In this article, I will try to give you an insight on president Macron from a critical French perspective. Above all, we will briefly go through his political communication and some of his public declarations, and we will go down to what Macronism means in practice, in terms of laws and administration. This article also aims to be a friendly warning at a fringe of the populist and anti-immigration right, which may seem seduced by some of his speeches and public positions.
First of all, it is important that you keep in mind that Macron is the perfect product of politics in the 21st century: he lives by and for communication and political marketing. During the 2017 presidential campaign he was the last candidate to publish his program, less than two months before the first election round. That means that he actually campaigned on his political image (he entered politics less than 2 years before) and essentially on nothingness during most of the 2017 election campaign. He was largely and justly criticised for that fact. In the meantime, he benefited from largely positive media coverage essentially focusing on his youth or atypical background, and it was made public that many businessmen and newspaper owners ( such as Le Monde or L’Express ) were openly supporting him.
From December 2016 to the end of February 2017, he rose from 15% to 23% in the national polls, and from the third to the second place, without having published any form of programme. That is why his capacity to seduce people with his serious and somewhat charismatic appearance, and then get them to like him with a few and carefully weighted meaningless declarations should not be underestimated. This ability of him to say complicated but essentially meaningless speeches (that consequently engages him to nothing) would even come to cause problems to Macron himself, after he got lost and left perplex in the middle of one of his abstruse speeches. Those speeches would often consist of overly complicated or technical terms, abusive figures of speech, double-meaning discourse or even sometimes the use of English terms.
These facts should always be kept in mind when he declares things that at first you may be tempted to like. He is the anti-Trump, he thinks and weights carefully what he says, with a clear objective, and probably never speaks his mind.
Secondly, it is also very important to remember how he got elected. With his centrist position, « neither left, nor right » as he said multiple times, he attracted electors from both the centre-left and the right. Centre-left electors who were demoralised after the Hollande disaster and the election of a hard left-winger as presidential candidate for the centre-left socialist party, and mostly right-wing retirees who were disgusted by the centre-right candidate, Fillon, and his scandals, and were seduced by his economic program. This was a true political seism in France, where centrism had been in agony for years, and centrists forced to seek political alliances with the left or right to obtain seats in the parliament.

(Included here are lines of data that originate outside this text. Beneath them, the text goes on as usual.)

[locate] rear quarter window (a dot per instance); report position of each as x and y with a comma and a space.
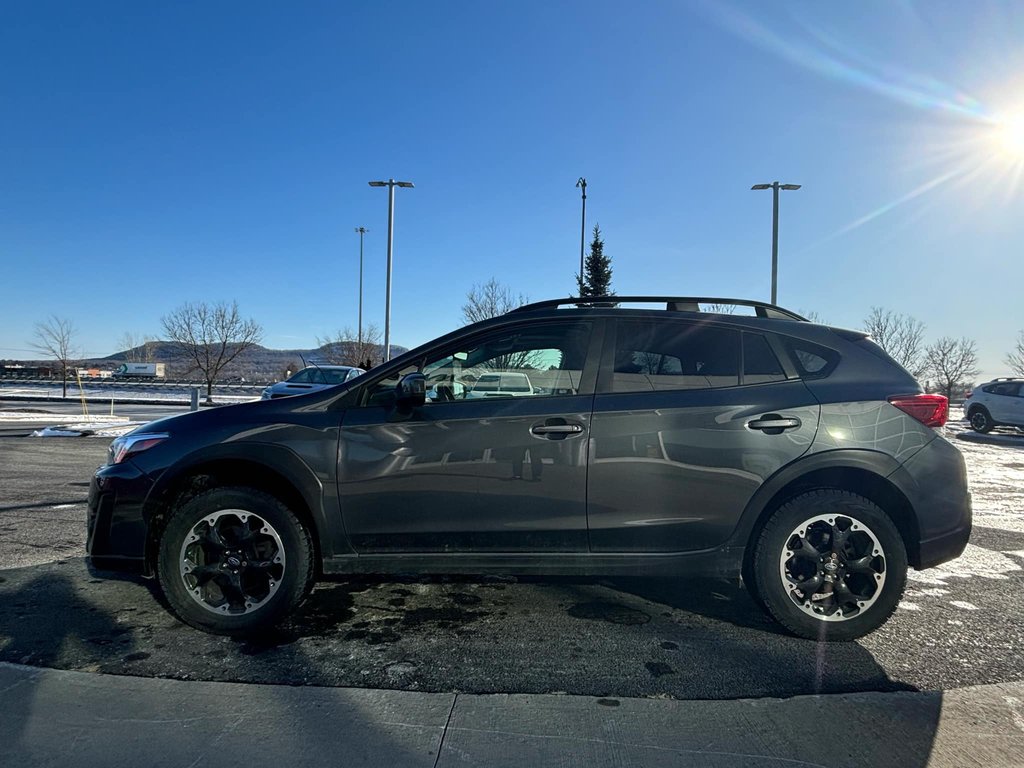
812, 360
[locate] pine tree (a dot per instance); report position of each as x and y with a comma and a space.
596, 280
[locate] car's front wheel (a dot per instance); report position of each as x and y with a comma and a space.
829, 565
233, 561
980, 421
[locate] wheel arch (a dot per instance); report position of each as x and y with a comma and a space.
876, 476
268, 471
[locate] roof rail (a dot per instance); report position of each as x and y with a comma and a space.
672, 303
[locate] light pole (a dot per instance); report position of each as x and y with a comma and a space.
361, 230
390, 184
582, 184
774, 186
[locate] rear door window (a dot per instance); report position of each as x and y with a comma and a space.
760, 364
657, 355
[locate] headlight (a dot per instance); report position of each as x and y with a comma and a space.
128, 445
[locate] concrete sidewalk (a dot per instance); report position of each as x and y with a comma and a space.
53, 718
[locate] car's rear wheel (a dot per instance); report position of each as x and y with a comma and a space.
980, 420
829, 565
235, 561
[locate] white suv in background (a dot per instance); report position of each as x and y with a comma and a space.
996, 403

With that in mind, you could easily imagine how important it is to him to constantly try to appeal to the left and right, which is why he sometimes needs to make careful declarations aimed at the right-wingers, to make sure they stay onboard with him, while his politics continue to be nothing else than liberalism. This, I believe, was the aim of his declarations about African birthrates, his (not staged at all) discussion with a soon to be deported Algerian woman, his recent meeting with catholic bishops and a few others. During a meeting with African students, he was accused of adopting a paternalist tone when answering a quite aggressive question revolving around colonialism. Since we know it wasn’t scripted, it says things on his personality and what he really thinks behind the mask, but this attitude or spirit can not be found, for the moment, in his policies.
President Macron has been in charge for a bit less than a year, but his early policies already give us an insight on what is to come, and on what constitutes his political doctrine.
Economically speaking, he is a liberal as we would call it in France, or a free-market advocate as he would be called in the US, which is quite new in France, and he is an open supporter of globalisation. His attempts at reforming the public railroad system are already causing uproar among the left, but I will not go into further details about ‘Macronomics’ as it is not what interests us the most.
On the European questions, he is undoubtedly a pro-EU, and it is clear than he wants more of it. He declared himself in favour of a European finance minister for the Eurozone, and in favour of the creation of an EU military force. He also proposed trans-national candidates for the European parliament elections, meaning that real European political parties would be created and that a French and Estonian could vote for the same candidate, effectively destroying national boundaries.
Some of these propositions even caused Merkel to step in and oppose him, although not publicly of course. Sadly, he also supports the infamous refugees quotas and the sanctions against east European countries that revolted against this system.
On the matter of immigration, there is nothing for us to cheer about either. Legal immigration to France increased by more than 13% in 2017 and reached an all time high since 1995, although he was in charge for less than half the year. In the early months of his presidency, he also decided that the French government would directly feed the illegal aliens in Calais, instead of charities. He announced that France would considerably increase its capacities to shelter refugees, by opening new centres and directing more of the taxpayers’ money into it.
You may have heard of his measures to counter illegal immigration, that caused the left to completely overreact, and contributed to making him look tough on illegals, but it is unfortunately far from the truth. The toughest measure would consist on lengthening the period that the police can keep an illegal in custody, from 40 or so days to 80. However, judges need to be asked the permission to do so, and they rarely give their approval. Moreover, the main problem encountered by the French authorities is that they very rarely deport arrested illegals, due to either opposition from their home country or clear absence of will from bureaucrats. Consequently, less than 7000 illegals were sent back out of the EU in 2017, which is minuscule in proportion to the total illegal population in France. Those measures described by the far left as inhumane are therefore largely cosmetic ones.
Macron has so far manifested no will to reduce legal immigration either or to reduce the many benefits that legal or illegal immigrants can have, such as free healthcare (AME in French, which roughly costs near a billion euros a year), and he spoke to North Africans about installing a « road of responsibility » from Africa to France.
Lately, MPs of his majority even voted to considerably soften the penalties for citizens who shelter and drive illegal migrants around, making it effectively legal to help clandestines by giving them car rides and shelter, which often helps them to escape the police. Macron was nowhere to be seen.
With those elements in mind, we can safely say that so far there is nothing that anybody remotely right-wing could effectively like in what Macron means in practicality. If I were to be cynical, I would say that considering his Rothschild banker background, as well as the kind of mentors he had (Jacques Attali and Alain Minc, or the French equivalents of Bill Kristol, but worse), we knew it from the very moment he got into politics…
So this is why I implore the right, especially foreigners, not to fall for Macron-mania or the phantasmagoric but appealing idea that he could be a sort of right-wing mole far undercover in liberal politics. If anything, his early actions seem to indicate that he is well in his element.